The airline used the Datumize Kosmos system to get a holistic view of flight search through the web, GDS, meta-search and OTAs. By gathering all that lost search information, was able to identify air services and routes that were desired but unavailable, as well as better gauge fare competitiveness and demand for ancillaries like hotel and car rentals, as well as get a view of daily airport traffic to quickly measure on-time performance.

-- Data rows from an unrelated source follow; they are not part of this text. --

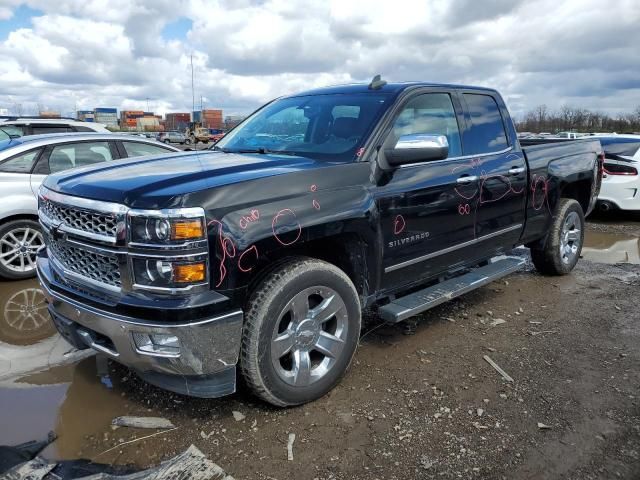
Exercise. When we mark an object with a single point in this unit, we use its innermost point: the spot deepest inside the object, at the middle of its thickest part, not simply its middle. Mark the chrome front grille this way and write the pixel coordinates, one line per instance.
(80, 219)
(100, 268)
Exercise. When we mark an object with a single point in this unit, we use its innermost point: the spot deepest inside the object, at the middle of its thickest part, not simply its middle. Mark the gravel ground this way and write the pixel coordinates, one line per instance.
(430, 406)
(412, 407)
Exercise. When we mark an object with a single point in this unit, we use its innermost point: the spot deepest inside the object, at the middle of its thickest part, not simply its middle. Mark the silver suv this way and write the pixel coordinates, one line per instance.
(25, 162)
(172, 136)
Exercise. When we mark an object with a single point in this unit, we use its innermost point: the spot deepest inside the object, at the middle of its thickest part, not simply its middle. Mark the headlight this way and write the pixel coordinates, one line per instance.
(159, 273)
(165, 229)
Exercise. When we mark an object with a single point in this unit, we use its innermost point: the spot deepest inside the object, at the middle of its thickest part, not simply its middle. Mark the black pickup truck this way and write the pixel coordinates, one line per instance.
(257, 257)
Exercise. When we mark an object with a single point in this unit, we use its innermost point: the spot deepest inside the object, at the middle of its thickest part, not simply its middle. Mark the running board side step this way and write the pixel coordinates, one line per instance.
(404, 307)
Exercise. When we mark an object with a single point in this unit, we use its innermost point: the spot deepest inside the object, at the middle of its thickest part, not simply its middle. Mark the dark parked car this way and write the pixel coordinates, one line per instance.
(262, 254)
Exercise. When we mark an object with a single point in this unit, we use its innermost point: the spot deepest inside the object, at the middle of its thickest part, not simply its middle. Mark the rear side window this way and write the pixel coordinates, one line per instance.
(486, 133)
(73, 155)
(22, 163)
(135, 149)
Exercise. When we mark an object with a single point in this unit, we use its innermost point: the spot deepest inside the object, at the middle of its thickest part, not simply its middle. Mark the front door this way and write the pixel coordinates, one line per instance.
(425, 209)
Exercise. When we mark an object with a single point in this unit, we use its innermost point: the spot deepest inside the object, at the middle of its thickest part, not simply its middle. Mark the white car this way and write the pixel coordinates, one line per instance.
(25, 162)
(22, 126)
(621, 180)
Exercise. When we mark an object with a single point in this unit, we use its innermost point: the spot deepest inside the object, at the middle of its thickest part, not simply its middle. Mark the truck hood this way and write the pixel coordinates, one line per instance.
(161, 181)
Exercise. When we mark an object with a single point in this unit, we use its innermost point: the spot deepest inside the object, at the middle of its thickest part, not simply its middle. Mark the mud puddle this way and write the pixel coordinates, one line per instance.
(608, 247)
(44, 385)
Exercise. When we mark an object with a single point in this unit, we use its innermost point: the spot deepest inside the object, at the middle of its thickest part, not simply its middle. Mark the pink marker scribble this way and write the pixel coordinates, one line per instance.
(283, 216)
(227, 247)
(464, 209)
(245, 220)
(539, 192)
(399, 225)
(251, 250)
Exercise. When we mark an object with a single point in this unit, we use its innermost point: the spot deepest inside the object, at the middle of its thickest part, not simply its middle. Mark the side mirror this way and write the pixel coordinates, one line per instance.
(418, 147)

The Datumize system found that 29% of searches were for currently operable routes on which the airline offered no flight services within the schedules requested by customers, and 24% were for flights on routes that the airline did not operate at the time. As a result, the airline was able to evaluate its flight schedules to better meet customer needs and improve bookings, and to identify high-demand destinations for potential launching of new routes. The study attributes a 4% impact to revenue as a result of capturing this dark data.

Technical losses

Technical failures built-in to operating systems can also cause a Dark Data seepage. Uriagereka tells us:

“We’re working with a tour operator receiving about one million requests per hour and because of integration issues they are losing 64% of the requests. Two out of three requests have a technical issue. That doesn’t meant that you don’t have offers, it means that customers never receive them. Imagine that you are losing 64% of the requests, that’s a lot of money.

“Business metrics, are very important but also technical metrics. You might ask, how are companies not realizing that they are losing 65% of their requests, but that’s because they receive over one million requests per hour—that’s a small operator. A big operator, like TUI or Globalia or Thomas Cook, receive twelve to fifteen million, even twenty-million, requests per hour.

“It’s absolutely impossible to process this information manually, and also very difficult to process this information automatically. We are able to capture in real time, those millions fo requests, and understand the dialogue—the request and also the response that we offer—and analyze it from a technical and a business point of view.”